17. Wajah-Wajah Batu

17 1 0
                                    

Hanya butuh beberapa menit untuk mencapai gua tersebut.  Seseorang baru-baru ini menggunakan dinamit untuk meledakkan lubang besar di dasar laut, dan di dasarnya terdapat lubang menuju gua.  Bagiku, itu jelas terlihat seperti karya Sanshu.

Beberapa jangkar batu tergeletak berserakan, tetapi mustahil mengetahui apakah jangkar itu sama dengan yang diceritakan pamanku.  Garis besar makam yang disurvei Sanshu masih terlihat jelas.  Kami menyelidiki bukaan gua untuk memastikan kestabilannya tidak terganggu akibat ledakan, tapi kelihatannya baik-baik saja—tampaknya keterampilan Sanshu masih sempurna.

Si Gendut melambai kepadaku sebagai tanda untuk memasuki terowongan gua.  A Ning melirik arlojinya dan mengangguk setuju.  Kami semua mengikuti si Gendut saat dia menghilang ke dalam lubang dan dalam hitungan detik kami sudah berada di bawah dasar laut.

Struktur terowongannya sangat tidak beraturan, terkadang lebar, terkadang sangat sempit.  Tampaknya makam itu digali oleh seekor anjing untuk menyembunyikan tulangnya, bukan hasil kerja perampok makam yang hati-hati dan teratur.

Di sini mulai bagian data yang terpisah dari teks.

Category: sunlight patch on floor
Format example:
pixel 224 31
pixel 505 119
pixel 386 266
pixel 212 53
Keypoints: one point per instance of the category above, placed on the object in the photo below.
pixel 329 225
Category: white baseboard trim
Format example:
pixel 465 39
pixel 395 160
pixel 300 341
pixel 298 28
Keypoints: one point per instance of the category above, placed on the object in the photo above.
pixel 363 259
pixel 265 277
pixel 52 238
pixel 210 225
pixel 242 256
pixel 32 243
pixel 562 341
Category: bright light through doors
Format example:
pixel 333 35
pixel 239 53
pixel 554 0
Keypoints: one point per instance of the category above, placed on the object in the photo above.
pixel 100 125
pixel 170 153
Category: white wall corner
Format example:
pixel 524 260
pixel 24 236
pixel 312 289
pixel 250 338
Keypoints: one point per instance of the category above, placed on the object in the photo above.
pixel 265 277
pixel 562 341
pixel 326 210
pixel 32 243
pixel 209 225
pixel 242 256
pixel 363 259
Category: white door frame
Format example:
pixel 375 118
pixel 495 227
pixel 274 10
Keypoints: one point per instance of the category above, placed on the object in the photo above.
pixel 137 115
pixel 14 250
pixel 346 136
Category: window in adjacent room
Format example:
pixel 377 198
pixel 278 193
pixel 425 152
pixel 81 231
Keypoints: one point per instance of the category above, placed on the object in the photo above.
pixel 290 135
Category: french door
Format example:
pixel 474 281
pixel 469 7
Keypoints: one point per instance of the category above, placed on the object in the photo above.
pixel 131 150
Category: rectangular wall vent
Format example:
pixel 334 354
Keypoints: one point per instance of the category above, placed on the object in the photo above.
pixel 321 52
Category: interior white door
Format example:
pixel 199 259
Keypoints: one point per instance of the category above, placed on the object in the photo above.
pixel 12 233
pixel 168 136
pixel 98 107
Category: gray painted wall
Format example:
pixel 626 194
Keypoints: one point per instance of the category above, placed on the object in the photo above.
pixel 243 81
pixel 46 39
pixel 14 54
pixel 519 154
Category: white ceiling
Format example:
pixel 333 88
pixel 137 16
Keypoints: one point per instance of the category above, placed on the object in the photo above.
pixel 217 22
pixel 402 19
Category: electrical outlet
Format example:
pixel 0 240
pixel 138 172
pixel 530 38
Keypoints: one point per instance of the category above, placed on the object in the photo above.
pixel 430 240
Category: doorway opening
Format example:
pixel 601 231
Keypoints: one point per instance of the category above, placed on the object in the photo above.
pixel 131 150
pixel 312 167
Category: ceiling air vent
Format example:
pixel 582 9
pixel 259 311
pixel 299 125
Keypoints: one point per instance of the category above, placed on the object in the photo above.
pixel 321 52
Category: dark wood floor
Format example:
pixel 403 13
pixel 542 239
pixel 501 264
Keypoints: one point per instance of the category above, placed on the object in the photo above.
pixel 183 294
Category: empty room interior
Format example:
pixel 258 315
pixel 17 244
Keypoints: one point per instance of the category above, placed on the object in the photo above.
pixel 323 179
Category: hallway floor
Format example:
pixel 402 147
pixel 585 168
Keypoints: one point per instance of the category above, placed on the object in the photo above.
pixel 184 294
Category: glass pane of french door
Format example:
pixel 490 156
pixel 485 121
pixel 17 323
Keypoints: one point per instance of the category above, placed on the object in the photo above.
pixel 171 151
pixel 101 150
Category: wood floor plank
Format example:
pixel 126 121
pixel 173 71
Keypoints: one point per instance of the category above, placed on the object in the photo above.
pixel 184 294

Kami berenang melampaui jangkauan cahaya yang masuk melalui bukaan gua.  Tiba-tiba, arah terowongan berubah menjadi vertikal tajam, dan kami berhenti untuk istirahat sejenak.  Si Gendut memberi isyarat agar kami berhati-hati dan kemudian dia berenang sendirian.  Dia memberi isyarat bahwa keadaan aman untuk diikuti dan satu demi satu, kami terjun kembali ke dalam terowongan.

Ada dinding makam, dengan lubang besar di dalamnya.  Aku melihatnya dengan bingung.  Berbeda dengan proses hati-hati yang dilakukan para perampok makam dengan membongkar tembok bata demi bata, bentuk lubang ini tidak beraturan, banyak batu bata yang retak parah.  Sambil menunjuk batu bata yang rusak, si  meniru gerakan monyet dan aku mengerti.  Lubang ini mungkin bukan awal dari terowongan perampok;  bisa jadi itu ulah monyet laut.
Mengangguk, aku menunjuk speargun di punggungnya.  Dia mengambilnya dari sarungnya, mengokangnya, dan berenang menuju lubang.

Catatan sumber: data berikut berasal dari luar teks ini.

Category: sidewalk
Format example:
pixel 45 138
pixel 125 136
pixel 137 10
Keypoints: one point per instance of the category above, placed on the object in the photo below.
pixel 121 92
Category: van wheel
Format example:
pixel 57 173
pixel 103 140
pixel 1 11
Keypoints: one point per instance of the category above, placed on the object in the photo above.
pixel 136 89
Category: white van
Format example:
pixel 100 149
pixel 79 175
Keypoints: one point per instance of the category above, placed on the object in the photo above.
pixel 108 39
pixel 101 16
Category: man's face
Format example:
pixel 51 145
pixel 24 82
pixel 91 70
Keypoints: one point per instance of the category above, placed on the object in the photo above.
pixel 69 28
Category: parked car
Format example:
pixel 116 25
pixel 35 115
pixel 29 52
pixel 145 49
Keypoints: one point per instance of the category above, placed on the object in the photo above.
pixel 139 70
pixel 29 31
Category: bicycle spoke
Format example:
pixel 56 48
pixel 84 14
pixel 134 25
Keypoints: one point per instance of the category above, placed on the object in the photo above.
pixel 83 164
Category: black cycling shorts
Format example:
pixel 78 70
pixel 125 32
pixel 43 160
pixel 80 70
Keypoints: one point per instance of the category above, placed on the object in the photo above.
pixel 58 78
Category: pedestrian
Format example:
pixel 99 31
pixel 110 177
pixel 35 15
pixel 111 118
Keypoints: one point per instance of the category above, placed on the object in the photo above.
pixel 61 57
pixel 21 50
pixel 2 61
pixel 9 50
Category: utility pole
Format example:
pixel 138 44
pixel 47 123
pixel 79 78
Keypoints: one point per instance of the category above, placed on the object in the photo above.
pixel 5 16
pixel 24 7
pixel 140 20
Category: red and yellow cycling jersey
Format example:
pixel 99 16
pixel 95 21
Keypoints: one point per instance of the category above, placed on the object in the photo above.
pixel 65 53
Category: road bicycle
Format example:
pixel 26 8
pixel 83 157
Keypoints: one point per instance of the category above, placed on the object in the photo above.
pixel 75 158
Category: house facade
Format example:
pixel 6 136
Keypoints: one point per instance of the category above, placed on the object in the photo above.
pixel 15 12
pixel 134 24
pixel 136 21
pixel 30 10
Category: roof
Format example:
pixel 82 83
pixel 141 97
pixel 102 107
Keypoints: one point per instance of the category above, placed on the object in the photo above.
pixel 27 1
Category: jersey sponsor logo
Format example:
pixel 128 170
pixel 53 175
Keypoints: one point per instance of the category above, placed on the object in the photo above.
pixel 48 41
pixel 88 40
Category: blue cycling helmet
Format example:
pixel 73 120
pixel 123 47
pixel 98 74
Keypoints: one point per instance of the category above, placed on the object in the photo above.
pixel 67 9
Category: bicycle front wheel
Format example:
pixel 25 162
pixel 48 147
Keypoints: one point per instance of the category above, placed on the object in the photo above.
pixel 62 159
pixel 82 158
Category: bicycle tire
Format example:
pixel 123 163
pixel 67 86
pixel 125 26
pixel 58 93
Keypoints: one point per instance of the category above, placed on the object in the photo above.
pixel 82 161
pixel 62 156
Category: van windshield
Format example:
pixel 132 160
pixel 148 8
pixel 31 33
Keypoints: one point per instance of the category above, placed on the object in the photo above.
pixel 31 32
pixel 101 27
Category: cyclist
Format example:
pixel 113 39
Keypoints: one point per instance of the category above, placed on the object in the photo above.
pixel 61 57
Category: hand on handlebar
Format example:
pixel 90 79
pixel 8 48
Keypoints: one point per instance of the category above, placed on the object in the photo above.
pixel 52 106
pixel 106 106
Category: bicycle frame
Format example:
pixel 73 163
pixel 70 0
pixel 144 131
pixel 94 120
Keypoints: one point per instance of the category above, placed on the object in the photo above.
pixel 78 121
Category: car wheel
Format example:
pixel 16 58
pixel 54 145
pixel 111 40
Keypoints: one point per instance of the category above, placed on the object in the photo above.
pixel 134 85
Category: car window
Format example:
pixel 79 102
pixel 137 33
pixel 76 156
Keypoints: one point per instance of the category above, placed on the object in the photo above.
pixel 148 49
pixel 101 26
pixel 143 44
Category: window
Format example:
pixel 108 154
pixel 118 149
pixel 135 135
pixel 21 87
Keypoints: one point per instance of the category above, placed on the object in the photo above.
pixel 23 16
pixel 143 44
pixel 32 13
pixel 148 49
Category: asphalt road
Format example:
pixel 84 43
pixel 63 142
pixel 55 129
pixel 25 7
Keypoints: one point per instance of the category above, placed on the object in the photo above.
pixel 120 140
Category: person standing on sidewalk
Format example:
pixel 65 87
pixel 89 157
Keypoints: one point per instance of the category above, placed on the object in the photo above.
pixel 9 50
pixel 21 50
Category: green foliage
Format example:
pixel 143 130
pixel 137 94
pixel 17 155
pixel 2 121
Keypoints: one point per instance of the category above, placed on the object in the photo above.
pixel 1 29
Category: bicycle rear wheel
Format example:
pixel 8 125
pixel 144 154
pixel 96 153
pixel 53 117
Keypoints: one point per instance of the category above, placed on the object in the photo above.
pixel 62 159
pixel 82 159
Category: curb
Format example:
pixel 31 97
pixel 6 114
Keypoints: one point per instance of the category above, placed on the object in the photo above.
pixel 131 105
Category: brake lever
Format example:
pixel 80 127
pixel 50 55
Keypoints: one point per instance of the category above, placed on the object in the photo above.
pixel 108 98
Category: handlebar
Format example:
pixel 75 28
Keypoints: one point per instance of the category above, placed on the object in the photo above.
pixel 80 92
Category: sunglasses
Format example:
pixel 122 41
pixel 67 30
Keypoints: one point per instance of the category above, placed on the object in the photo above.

Ini adalah kedua kalinya aku memasuki makam kuno.  Meskipun aku bersemangat, aku mengingat pengalaman terakhirku dan merasa sedikit tidak nyaman.  Kami berada di dasar laut yang tekanan airnya membuat kami sulit bergerak.
Jika ada bahaya, saya khawatir kami tidak dapat melarikan diri secepat di darat.

Terowongan kuburan itu jauh lebih luas dari yang kubayangkan.  Aku menyalakan senter tahan air dan mengikuti pantat si Gendut.  Kami membawa banyak cahaya, sehingga terowongan kuburan mendapat penerangan yang baik.  Aku melihat ke dinding makam dan benar saja, dinding itu diukir dengan wajah manusia yang digambarkan oleh Sanshu.  Semuanya dirancang dengan halus dan indah dengan ukiran binatang aneh di setiap wajahnya, binatang buas yang merupakan penjaga kuburan tradisional.  Tak satu pun dari mereka memiliki ukiran mata di kepala mereka, yang membuat mereka tampak menakutkan.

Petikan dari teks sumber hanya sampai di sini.